今日も、砂時計の赤い砂がサラサラと落ちていく……。モノクロームの世界で、それだけが唯一、鮮やかに色づいていた。
「よかった。オレはこの通り、すっかり痩せて……。びっくりしたんとちゃう? 別人、みたいやもんな」
もしかしたら彼は、忙しくて痩せたんやなくて、病気で痩せた?
「でも、もう大丈夫。これ以上、痩せることはないし」
彼から急に笑顔が消え、私を真っ直ぐにみつめる。
「闘いは、終わった」
闘い? 一体なにと闘ってたん? 忙しい日々との闘い? それとも……。
痩せた理由を知りたくて、口を開きかけたとき、砂時計の赤い砂がすべて落ちてしまった。
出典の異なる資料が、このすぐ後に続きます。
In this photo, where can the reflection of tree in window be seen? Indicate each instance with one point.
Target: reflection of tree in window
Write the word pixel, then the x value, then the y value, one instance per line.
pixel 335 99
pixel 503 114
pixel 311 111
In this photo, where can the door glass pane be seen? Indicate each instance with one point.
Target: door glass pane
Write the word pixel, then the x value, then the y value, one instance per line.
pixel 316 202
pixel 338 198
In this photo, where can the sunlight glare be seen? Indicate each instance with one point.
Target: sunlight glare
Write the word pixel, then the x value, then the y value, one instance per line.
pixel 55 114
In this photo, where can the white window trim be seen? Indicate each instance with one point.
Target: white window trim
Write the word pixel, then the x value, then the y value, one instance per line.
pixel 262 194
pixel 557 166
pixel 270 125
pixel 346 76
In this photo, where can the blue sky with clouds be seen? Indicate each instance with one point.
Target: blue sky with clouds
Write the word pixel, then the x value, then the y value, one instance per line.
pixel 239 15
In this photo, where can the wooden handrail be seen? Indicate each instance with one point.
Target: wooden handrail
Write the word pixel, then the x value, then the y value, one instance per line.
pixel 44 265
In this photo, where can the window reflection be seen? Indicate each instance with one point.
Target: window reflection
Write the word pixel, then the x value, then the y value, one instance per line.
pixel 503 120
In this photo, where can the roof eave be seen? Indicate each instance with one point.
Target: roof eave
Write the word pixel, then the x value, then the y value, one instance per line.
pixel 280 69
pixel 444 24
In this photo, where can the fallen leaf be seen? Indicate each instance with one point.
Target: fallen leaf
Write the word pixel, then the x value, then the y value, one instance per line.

瞼を閉じてから、どれくらい経っただろうか。彼の優しい声に、ハッとして起き上がる。
「元気にしてた?」
笑顔を見せる彼に、うん、と、大きくうなずいてみせた。
今日も、砂時計の赤い砂がサラサラと落ちていく……。モノクロームの世界で、それだけが唯一、鮮やかに色づいていた。
「よかった。オレはこの通り、すっかり痩せて……。びっくりしたんとちゃう? 別人、みたいやもんな」
もしかしたら彼は、忙しくて痩せたんやなくて、病気で痩せた?
「でも、もう大丈夫。これ以上、痩せることはないし」
彼から急に笑顔が消え、私を真っ直ぐにみつめる。
「闘いは、終わった」
闘い? 一体なにと闘ってたん? 忙しい日々との闘い? それとも……。
痩せた理由を知りたくて、口を開きかけたとき、砂時計の赤い砂がすべて落ちてしまった。